Member of the New Jersey General Assembly from the 16th district
- In office 2008–2012 Serving with Peter J. Biondi (2008–2011) Jack Ciattarelli (2011–2012)
- Preceded by: Kip Bateman
- Succeeded by: Donna Simon

Personal details
- Born: June 22, 1953 (age 73)
- Party: Republican
- Spouse: Dr.
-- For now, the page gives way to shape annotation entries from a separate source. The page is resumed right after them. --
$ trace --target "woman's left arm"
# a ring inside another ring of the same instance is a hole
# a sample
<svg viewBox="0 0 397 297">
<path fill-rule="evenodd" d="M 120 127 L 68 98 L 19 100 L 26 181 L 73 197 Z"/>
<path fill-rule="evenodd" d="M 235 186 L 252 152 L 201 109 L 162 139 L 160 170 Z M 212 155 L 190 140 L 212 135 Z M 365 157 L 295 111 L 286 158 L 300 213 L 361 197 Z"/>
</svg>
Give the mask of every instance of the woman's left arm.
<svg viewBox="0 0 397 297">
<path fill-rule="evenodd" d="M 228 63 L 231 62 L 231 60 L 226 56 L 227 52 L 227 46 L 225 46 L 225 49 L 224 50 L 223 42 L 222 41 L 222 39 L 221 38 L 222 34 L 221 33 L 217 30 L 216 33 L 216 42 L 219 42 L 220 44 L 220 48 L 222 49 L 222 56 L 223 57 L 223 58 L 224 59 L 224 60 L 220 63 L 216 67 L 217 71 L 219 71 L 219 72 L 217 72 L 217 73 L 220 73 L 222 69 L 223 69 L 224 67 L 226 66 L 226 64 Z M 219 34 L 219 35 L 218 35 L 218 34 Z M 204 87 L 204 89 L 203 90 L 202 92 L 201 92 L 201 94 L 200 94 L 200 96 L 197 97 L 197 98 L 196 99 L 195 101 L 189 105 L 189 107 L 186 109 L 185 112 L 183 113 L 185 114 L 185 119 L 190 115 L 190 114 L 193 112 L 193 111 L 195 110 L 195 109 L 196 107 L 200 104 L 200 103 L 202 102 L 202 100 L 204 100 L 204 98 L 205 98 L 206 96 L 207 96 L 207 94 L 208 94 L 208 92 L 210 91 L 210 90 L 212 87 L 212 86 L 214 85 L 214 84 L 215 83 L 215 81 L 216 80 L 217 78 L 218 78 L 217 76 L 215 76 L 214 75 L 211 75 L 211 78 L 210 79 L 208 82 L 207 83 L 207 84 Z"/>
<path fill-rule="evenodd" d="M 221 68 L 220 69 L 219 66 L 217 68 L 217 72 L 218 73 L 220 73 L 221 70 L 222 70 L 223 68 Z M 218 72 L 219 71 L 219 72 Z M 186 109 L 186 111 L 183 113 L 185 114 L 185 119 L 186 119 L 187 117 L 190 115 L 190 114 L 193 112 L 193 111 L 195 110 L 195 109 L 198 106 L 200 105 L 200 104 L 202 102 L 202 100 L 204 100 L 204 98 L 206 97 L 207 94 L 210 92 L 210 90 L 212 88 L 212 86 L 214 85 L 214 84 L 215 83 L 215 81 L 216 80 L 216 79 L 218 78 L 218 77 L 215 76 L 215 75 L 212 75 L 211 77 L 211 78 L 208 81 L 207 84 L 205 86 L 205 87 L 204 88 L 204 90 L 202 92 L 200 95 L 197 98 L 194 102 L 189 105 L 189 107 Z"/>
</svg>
Dennis Coyle
- Children: 2
- Education: Saint Mary's College, Rutgers School of Law - Camden

= Denise Coyle =

American Republican Party politician

Denise Coyle (born June 22, 1953) is an American Republican Party politician who served in the New Jersey General Assembly from January 2008 to January 2012, where she represented the 16th Legislative District.

In the Assembly, Coyle served on the Financial Institutions and Insurance Committee and the Human Services Committee.

Coyle was a member of the Somerset County Board of Chosen Freeholders from 1996 to 2007, serving as Deputy Director in 1998, 2003 and 2007 and as Director in 1999 and 2004. She served on the Branchburg Township Committee from 1992 to 1996, serving as Deputy Mayor of Branchburg in 1994, and as Mayor of Branchburg, New Jersey in 1993.

Coyle received a B.A. in History from Saint Mary's College, Notre Dame, Indiana, and was awarded a J.D. from Rutgers School of Law - Camden. Coyle is married to Dr. Dennis Coyle and has two daughters, Kathryn and Kara.

Coyle did not run for re-election in 2011. She was succeeded by Donna Simon.